We must be cautious, however, in assuming a liberal education will always or necessarily yield a more moral and empathetic worldview. In The Nazi Conscience, Claudia Koonz offers chilling examples of liberal education gone terrifyingly askew. In the case of the philosopher Martin Heidegger, to cite just one example, a lifetime's pursuit of the truth — he had studied theology and then philosophy — served as the basis for a moral and intellectual absolutism that led him to embrace a political and racial ideology that represented the point of absolute negativity in human affairs. For those who believe that a liberal education is a defense against precisely the kind of bigotry and thuggery that the Nazis embodied, the thought of men, listening to Beethoven and Schumann while discussing Kant and Goethe long into the night, and then going forth the next day to operate the bureaucratic machinery of the Holocaust, is particularly chilling. Heidegger himself, who played no direct role in the genocide, but who was an ardent, enthusiastic, and largely unapologetic Nazi, was an acknowledged expert on one of richest and deepest contributions to moral philosophy: Aristotle's Nicomachean Ethics.


It is no easy matter to say what, precisely, went wrong, not just with Heidegger but with hundreds of thousands of people like him. Some Marxist cultural critics have argued that Nazism was the terminus of the Enlightenment project - that the 18th century celebration of reason evolved into a 20th century tyranny of reason - though reason of a particularly perverse sort. Koonz offers the more hopeful suggestion that it represented a failure or even an explicit rejection of the Enlightenment program, but either the way the fact that it emerged in the most educated nation in Europe should give us a moment of pause.

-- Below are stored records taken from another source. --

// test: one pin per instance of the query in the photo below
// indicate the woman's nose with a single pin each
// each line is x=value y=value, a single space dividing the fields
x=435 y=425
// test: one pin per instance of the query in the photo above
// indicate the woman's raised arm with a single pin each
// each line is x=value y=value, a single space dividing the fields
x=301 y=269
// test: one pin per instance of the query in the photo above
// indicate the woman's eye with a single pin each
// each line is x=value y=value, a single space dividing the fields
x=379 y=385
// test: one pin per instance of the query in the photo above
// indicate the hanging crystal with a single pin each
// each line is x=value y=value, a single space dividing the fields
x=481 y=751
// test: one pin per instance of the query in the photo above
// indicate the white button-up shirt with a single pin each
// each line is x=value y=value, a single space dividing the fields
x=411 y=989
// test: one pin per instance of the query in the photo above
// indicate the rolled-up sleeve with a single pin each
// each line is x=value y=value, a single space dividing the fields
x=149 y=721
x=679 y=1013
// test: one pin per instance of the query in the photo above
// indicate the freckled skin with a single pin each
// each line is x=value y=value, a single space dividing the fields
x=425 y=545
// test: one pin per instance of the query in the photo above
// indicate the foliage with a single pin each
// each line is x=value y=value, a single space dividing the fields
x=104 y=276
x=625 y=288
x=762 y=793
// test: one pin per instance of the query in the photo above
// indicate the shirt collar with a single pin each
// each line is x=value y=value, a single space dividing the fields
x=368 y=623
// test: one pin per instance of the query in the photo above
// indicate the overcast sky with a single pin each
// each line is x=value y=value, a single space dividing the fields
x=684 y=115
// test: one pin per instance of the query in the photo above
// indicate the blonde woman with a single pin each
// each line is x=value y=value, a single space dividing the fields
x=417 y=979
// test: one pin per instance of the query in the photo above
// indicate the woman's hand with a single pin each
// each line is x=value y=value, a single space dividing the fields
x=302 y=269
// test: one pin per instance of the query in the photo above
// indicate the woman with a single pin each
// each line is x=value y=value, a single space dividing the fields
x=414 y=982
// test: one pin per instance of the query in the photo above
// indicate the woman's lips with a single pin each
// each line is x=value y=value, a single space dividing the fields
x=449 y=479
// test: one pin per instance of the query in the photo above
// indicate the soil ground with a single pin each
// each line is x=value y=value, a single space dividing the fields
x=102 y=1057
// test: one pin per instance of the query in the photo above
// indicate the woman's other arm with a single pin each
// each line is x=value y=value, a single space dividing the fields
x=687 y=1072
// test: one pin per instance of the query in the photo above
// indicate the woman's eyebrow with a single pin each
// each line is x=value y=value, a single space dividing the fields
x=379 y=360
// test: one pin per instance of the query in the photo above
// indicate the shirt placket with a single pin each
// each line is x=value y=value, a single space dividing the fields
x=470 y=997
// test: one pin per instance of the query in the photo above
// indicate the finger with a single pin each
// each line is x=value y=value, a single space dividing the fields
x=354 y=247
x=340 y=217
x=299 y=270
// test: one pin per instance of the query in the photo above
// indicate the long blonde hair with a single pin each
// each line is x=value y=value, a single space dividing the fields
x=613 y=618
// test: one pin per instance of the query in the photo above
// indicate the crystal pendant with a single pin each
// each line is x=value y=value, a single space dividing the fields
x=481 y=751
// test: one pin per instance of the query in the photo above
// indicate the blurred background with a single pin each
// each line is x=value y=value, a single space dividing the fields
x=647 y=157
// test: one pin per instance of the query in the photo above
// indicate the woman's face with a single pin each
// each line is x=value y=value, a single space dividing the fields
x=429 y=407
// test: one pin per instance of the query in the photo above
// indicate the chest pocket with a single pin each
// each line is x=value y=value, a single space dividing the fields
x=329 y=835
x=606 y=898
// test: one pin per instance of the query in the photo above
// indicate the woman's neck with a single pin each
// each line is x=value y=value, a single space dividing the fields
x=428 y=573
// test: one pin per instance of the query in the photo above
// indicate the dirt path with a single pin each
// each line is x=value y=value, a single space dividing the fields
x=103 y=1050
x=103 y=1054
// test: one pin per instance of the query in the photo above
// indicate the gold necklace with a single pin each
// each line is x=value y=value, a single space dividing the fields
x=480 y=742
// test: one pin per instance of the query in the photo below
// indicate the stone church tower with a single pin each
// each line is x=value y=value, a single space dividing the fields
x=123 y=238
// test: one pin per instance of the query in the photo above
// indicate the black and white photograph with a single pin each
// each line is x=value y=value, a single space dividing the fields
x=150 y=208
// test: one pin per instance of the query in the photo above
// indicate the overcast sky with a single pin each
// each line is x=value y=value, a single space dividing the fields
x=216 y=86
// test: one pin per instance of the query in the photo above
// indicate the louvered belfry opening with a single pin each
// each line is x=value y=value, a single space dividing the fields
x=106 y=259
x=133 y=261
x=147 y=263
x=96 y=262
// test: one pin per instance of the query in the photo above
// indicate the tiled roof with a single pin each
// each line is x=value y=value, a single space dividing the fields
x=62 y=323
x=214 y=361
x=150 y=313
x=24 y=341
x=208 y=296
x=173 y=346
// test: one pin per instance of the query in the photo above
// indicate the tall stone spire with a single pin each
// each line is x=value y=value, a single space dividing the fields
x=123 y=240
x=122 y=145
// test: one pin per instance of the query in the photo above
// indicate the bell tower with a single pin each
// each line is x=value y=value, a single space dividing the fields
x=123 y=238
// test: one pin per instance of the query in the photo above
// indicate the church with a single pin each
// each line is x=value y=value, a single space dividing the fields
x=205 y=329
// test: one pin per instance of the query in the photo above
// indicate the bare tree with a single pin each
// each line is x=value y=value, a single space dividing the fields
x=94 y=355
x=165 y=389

But if an education in the liberal arts is no guarantee that a more generous, understanding, and moral outlook on life will result, it remains the best mechanism we have for producing one. (I exclude religious instruction here, since it is demonstrably true that not all religious denominations teach lessons than can be called "moral" in any sense of the word.) The point is not that professors will always have answers, nor that they should give them even if they do (recall Gotthold Lessing's famous observation that, given the opportunity, he would refuse God's gift of truth in favour of a lifetime of groping for the truth). Rather, the point is to aid students in thinking intelligently about how the curriculum they are learning will aid them in answering the difficult moral and ethical questions that they will be faced with in their lives.


In my professional discipline, the format of many courses provides us little opportunity to pause to consider such matters. I personally pay lip service to the idea that we study history because it offers lessons about how to live well in the present, but I spend very little time actually helping students to understand what those lessons might be. But how could it be otherwise, when I have 400 years of history to teach in about 70 classroom hours, and when the students are evaluated in large measure on the accuracy with which they can reproduce lecture notes on tests and exams?


What is needed is not so much new ideas about how an undergraduate education should be organized, but a resurrection of very old ideas that have faltered under pressure and prejudice.